Becoming Me, Again

I remember the day that photo was taken—the one marked Before. It was a quiet morning. The house still smelled like the lavender candle I lit the night before. I was wearing my favorite soft gray sweater, the one that used to feel like armor. I smiled for the camera, but my eyes… my eyes were tired. Not from lack of sleep, but from carrying a version of myself that didn’t feel like me anymore.

For years, I hid behind a look, a figure, a presence that people praised. “You look amazing,” they’d say. “I wish I had your curves.” But no one ever asked how I felt in my skin. And the truth is, I didn’t feel seen. I felt like I was performing a role I never auditioned for—confident, sexy, put-together. But inside, I was quietly grieving the woman I used to be. The one who danced barefoot in the grass. The one who laughed without checking her reflection.

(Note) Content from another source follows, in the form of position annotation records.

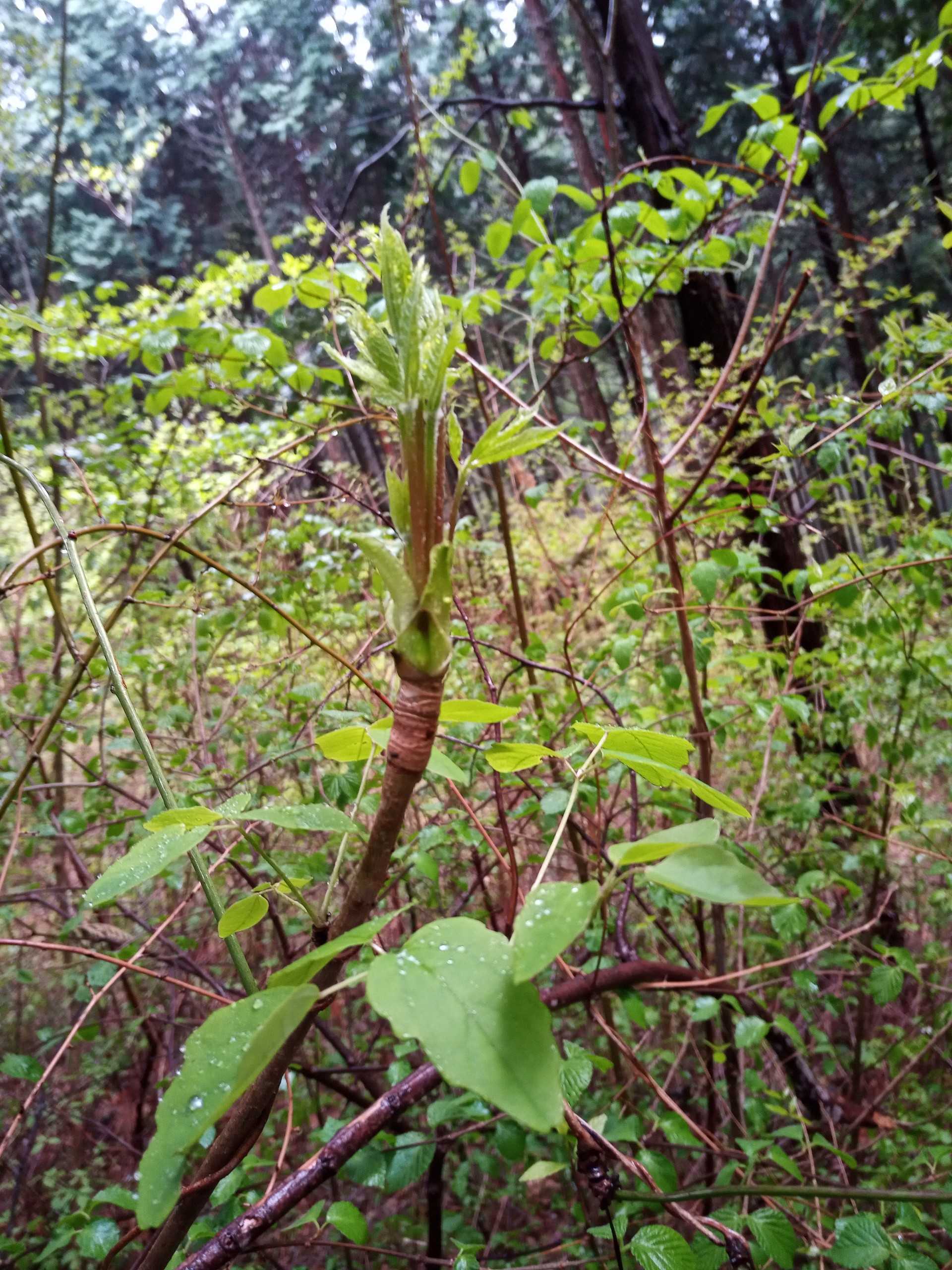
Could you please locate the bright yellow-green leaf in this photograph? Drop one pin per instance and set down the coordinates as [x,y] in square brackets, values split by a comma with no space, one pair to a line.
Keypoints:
[184,817]
[475,711]
[665,842]
[273,296]
[716,876]
[346,745]
[507,756]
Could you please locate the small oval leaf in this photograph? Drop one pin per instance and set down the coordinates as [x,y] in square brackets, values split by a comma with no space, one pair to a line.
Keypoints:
[552,916]
[475,711]
[243,915]
[183,817]
[507,756]
[146,859]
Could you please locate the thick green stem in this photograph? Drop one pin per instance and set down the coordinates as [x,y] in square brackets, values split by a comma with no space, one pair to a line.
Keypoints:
[416,722]
[342,849]
[892,1196]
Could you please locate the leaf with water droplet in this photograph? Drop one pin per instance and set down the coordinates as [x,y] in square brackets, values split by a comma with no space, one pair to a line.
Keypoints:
[182,817]
[451,987]
[223,1057]
[243,915]
[552,916]
[146,859]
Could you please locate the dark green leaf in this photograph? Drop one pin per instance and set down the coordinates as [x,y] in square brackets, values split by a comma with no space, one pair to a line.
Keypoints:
[451,988]
[146,859]
[551,919]
[223,1057]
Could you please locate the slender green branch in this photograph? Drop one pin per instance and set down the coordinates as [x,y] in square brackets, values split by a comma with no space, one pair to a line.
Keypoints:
[139,732]
[339,858]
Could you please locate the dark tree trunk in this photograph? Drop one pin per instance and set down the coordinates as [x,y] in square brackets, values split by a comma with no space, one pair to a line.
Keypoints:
[933,178]
[582,374]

The change didn’t happen overnight. It was a slow whisper at first, then a conversation with a friend who saw through my practiced smile. Then came the decision—the radical, terrifying decision to choose me. Not the version others wanted. Not the body they admired. Just… me.

The After photo was taken six months later, in the woods behind my house. I remember the wind playing with my hair, the soft laughter of my niece behind the camera. I wasn’t posing. I was being. And for the first time in years, I felt weightless. Not because I was smaller. But because I had shed the layers of expectation.

This isn’t a story about looks. It’s about reclaiming identity. About trusting that change—even painful, uncertain, vulnerable change—can lead us home to ourselves.

I still have the gray sweater. It fits differently now, not just on my body, but in my heart. And when I wear it, I don’t see the “before.” I see the woman who chose to become whole again.